Yes, the more unusual state you hail from can absolutely increase your chances of admission. Alaska, Hawaii, Montana, Mississippi, and a few other states are pure gold to an admissions officer. It's like the admissions officer hits the jackpot when they read an application from an underrepresented state.
It goes beyond just the home address, though. Students coming from more unusual states have their own vibe to the application. Their activities are different; their perspective is different; and their essays are far different too. It is a reminder to all of us to bring our own distinctiveness with us wherever we go and whatever we do.

But it's more than that. Even the students who come from overrepresented states have an opportunity to shine a light on their town, neighborhood, or borough.

READ MORE: If You Don't Live in Alaska, Here's a Secret to Getting into College

For example, I used to cover all of the boroughs of New York City when I worked at the University of Pennsylvania. New York is usually one of the most represented states in a college's applicant pool. Yet, the students who live in Manhattan are so different than the ones from Queens, Brooklyn, the Bronx, and, of course, Staten Island! They all have a story of where they come from, but only some of them recognize it and are willing to share it in their application—usually through their main essay, but sometimes through supplemental essays instead. You don't have to live in Alaska to impress an admissions officer; you just need to be willing to embrace who you are and how you have been influenced by your community, the people around you, and your triumphs and challenges, too.

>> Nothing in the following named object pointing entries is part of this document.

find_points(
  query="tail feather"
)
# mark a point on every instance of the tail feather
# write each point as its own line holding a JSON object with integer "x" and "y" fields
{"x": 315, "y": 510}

Now onto that more controversial topic. Years ago if you went to a boarding school or a private day school your chances of admission soared compared to a student attending a public high school. Not anymore. Now, every student has to prove themselves within the high school they come from. No one gets extra points, or docked points for that matter, because of the school they attend. Let me be clear, though, that was not always the case.
I often mention to friends and families that my husband and I grew up in different parts of the country, yet our upbringings were similar in that our parents valued education above all else. However, my husband attended a boarding school for high school and I attended my local public high school. The two schools could not have been more different. He went to school with princes. Me, not so much! My high school faced a 25% dropout rate, teen pregnancy, drugs, gangs, and fights in the halls almost every day. The beautiful thing is that we both ended up at the same college. And, we both thrived. 

Every student has a chance to recognize where they come from and how far they have come. Don't let your address or high school get in the way of your dreams. In fact, they might even be the reason you succeed in the end.